Wound infection leading to the uneasy wound management is an outrageous problem which needs to be solved seriously. This work aims to fabricate one drug carrier system, and the loaded natural antibacterial agent can be released in a controlled and long-lasting manner, especially under the pH value of alkaline environment. The results show that the fabricated drug carrier, Poly (Ethylene Glycol) (PEG) grafted on Graphene Oxide (GO) (denoted as PEG-g-GO), can carry Berberine Chloride Hydrate (BCH) with high efficiency and then release it in a controlled way against different pH values. Furthermore, such BCH carrier can be easily coated on the cotton fabric, and finally the functional fabric may show potential to be applied as an antibacterial wound dressing to control the wound infection and thus erase the unpleasant odour.
In order for effectively transferring the drugs into the target sites, numerous smart drug carriers have been developed and applied in biomedical fields through the popular forms of micelle, hydrogel, nanofibrous mats, bulk membrane, fabric, sponge and particle [1,2]. Additionally, among the biomedical applications, wound dressing can be regarded as a typical platform to release the drugs or growth factors to the wound for better and accelerating recovery .
Currently, there are three main types of controlled-release medications, including pulserelease , extended-release  and delayed-release . Each type of release shows individual mechanism and has been taken into particular applications. However, the extended-release is always a preferable one in virtue of its long-lasting functional performance on the target site, especially that the performance is dependent on the change of physiological conditions, such as pH value, temperature and ion concentration. For instance, the pH-triggered time-extended release can be applied for wound protection against bacterial infection .
Wound pH value has been demonstrated as a potent influential factor during the healing process, and an increased pH milieu from neutral to alkaline will lead to the bacterial colonization and thus a higher biofilm will be produced on the wound bed [8,9]. Additionally, unpleasant odours, such as putrescine and cadaverine, generated from wound bed are largely caused by the infection of anaerobic and aerobic bacteria . In order to address such problem, the concept of a controlled and sustained release of antibacterial drug from one carrier has been intensively developed, and one of efficient strategies is to construct a formulation which is capable to deliver incorporated drugs in a pH-dependent manner, preferentially at predefined rates under alkaline condition, such as pH value around 9.0.
Graphene Oxide (GO) is a unique two-dimensional material and possesses many merits. It also has been utilized extensively in biomedical fields, and one of the prominent applications is to apply GO-based materials as nano-carriers to carry the drug, growth factor or gene through π-π stacking, hydrogen bonding interaction and electrostatic interaction, then the carried compounds can be released in a controlled way . In addition, the chemical modification is a basic way to further improve the dispersity and decrease the toxicity of GO sheets, such as grafting with biocompatible Polyethylene Glycol (PEG) . Berberine, a natural and main alkaloid of Coptis chinensis, has been studied as an adjuvant therapeutic agent for the prevention of biofilm-related infection . In addition, berberine has shown several other pharmacologic properties, such as anti-inflammatory, antidiarrheal and antipyretic activities . Currently, in order to reduce the abuse of antibiotics, applying such natural antibacterial product is a desirable alternative to prevent the microorganism infection.

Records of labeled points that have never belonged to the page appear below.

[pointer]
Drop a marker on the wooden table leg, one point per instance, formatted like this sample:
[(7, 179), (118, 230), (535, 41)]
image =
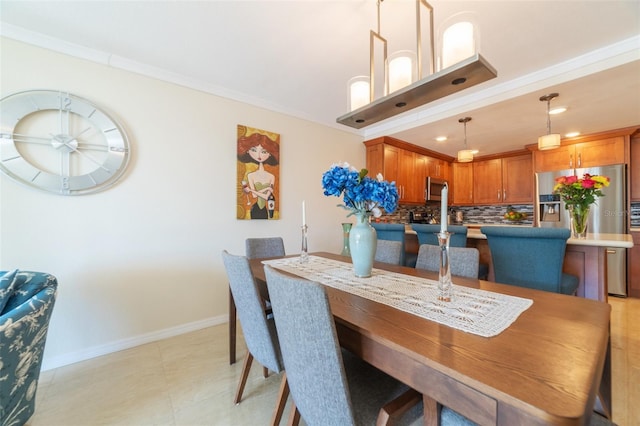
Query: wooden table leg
[(604, 393), (232, 329)]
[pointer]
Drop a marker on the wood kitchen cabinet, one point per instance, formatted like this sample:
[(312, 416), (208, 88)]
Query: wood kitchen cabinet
[(406, 164), (507, 180), (438, 168), (595, 153), (462, 187), (633, 266), (634, 169)]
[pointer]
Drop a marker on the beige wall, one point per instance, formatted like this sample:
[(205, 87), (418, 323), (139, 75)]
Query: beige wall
[(141, 260)]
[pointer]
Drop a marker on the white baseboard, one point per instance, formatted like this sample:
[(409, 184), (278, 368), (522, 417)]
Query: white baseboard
[(83, 355)]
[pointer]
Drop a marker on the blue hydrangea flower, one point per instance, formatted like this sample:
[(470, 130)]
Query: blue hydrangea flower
[(360, 193)]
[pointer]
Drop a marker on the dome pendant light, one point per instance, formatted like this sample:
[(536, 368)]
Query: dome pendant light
[(465, 155), (548, 141)]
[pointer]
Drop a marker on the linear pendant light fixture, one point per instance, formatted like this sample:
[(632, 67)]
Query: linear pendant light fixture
[(550, 140), (464, 74), (465, 155)]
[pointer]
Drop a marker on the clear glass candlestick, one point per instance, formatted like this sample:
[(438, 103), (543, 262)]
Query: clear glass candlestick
[(304, 252), (445, 287)]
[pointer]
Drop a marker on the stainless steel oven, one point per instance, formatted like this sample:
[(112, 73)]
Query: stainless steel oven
[(434, 188)]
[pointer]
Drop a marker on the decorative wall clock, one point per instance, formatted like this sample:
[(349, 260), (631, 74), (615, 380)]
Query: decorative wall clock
[(60, 143)]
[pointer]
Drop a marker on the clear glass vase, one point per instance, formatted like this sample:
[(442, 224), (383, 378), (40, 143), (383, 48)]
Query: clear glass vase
[(579, 219), (445, 286)]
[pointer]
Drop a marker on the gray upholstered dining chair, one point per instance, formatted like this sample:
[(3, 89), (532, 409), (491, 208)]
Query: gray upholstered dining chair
[(259, 331), (464, 261), (388, 252), (395, 232), (530, 257), (259, 248), (427, 234), (329, 385), (255, 248)]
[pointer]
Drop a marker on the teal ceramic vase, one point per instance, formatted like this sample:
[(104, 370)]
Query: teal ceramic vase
[(346, 228), (362, 243)]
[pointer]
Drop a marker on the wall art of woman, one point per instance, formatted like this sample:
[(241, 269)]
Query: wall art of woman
[(259, 154)]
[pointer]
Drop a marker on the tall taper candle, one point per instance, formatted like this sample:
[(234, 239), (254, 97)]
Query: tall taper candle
[(443, 208), (304, 216)]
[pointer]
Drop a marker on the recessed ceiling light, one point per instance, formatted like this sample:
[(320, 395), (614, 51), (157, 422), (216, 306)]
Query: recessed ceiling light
[(557, 110)]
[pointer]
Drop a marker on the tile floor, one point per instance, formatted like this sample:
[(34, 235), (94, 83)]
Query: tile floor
[(187, 381)]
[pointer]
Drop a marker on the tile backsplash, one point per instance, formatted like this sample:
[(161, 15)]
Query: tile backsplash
[(471, 214), (635, 215)]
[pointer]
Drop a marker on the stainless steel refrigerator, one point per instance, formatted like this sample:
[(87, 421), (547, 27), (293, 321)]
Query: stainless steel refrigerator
[(607, 215)]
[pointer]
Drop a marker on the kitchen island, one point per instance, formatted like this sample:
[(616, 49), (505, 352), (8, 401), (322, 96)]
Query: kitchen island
[(584, 258)]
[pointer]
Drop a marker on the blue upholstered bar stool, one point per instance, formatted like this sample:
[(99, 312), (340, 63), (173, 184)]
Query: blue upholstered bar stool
[(427, 235), (530, 257), (395, 232)]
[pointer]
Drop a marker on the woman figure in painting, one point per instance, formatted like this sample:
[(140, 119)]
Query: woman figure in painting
[(261, 150)]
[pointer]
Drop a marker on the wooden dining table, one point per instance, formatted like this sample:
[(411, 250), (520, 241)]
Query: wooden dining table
[(549, 367)]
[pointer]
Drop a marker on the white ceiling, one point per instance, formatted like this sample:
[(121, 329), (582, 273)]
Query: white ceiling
[(297, 56)]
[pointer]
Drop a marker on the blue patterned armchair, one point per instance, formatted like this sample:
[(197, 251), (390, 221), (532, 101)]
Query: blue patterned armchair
[(26, 303)]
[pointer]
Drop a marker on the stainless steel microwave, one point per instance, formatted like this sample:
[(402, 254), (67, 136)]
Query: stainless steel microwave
[(434, 188)]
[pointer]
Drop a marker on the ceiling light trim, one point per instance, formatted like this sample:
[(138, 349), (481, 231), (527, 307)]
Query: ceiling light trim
[(474, 70)]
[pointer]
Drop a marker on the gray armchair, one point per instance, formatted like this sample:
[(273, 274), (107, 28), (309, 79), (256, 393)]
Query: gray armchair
[(26, 302)]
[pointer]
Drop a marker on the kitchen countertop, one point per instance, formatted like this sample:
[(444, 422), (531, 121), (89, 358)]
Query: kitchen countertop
[(595, 240)]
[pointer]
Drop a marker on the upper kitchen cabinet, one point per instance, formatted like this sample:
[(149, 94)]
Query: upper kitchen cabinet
[(406, 164), (506, 180), (634, 168), (438, 168), (462, 188), (602, 149)]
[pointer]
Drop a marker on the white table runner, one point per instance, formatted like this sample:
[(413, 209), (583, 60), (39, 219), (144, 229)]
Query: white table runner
[(472, 310)]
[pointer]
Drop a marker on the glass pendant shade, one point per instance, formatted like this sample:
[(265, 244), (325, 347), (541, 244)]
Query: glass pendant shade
[(401, 70), (458, 43), (359, 92), (550, 141), (465, 156)]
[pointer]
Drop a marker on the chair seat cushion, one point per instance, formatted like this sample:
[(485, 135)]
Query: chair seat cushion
[(569, 284)]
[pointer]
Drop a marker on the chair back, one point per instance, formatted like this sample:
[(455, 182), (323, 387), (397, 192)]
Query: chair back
[(392, 232), (27, 299), (427, 234), (388, 252), (528, 257), (464, 261), (310, 349), (259, 332), (259, 248)]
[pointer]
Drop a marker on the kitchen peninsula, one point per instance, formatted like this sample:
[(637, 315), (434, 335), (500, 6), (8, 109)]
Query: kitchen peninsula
[(584, 258)]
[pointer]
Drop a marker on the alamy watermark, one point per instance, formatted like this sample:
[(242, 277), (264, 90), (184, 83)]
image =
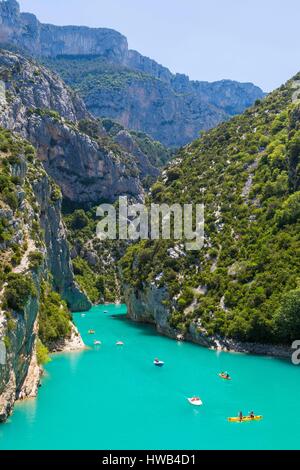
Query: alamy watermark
[(2, 353), (2, 93), (159, 221)]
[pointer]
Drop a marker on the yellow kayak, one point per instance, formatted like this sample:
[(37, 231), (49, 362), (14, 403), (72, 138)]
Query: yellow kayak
[(245, 419)]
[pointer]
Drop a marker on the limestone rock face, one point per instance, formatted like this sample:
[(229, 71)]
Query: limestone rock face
[(37, 227), (123, 84), (29, 35), (41, 108)]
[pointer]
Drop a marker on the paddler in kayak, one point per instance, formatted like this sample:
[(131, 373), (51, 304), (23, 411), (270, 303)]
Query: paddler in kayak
[(225, 375)]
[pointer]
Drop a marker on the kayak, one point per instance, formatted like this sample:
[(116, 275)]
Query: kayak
[(158, 363), (245, 419), (224, 377), (195, 401)]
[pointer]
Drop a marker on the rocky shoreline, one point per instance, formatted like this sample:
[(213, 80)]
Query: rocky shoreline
[(147, 307), (35, 372)]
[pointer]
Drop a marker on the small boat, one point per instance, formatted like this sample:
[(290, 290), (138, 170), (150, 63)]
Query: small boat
[(224, 376), (158, 363), (196, 401), (245, 419)]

In this respect, PEG grafted on GO sheets was synthesized, and then the graft was applied to load berberine as the carrier. The release manner of berberine was investigated under near neutral and alkaline conditions. Also, in virtue of the pH-triggered release, the fabric coated with such berberine carrier may be recommended as a potential dressing to continuously prevent the bacteria infection for chronic wound recovery.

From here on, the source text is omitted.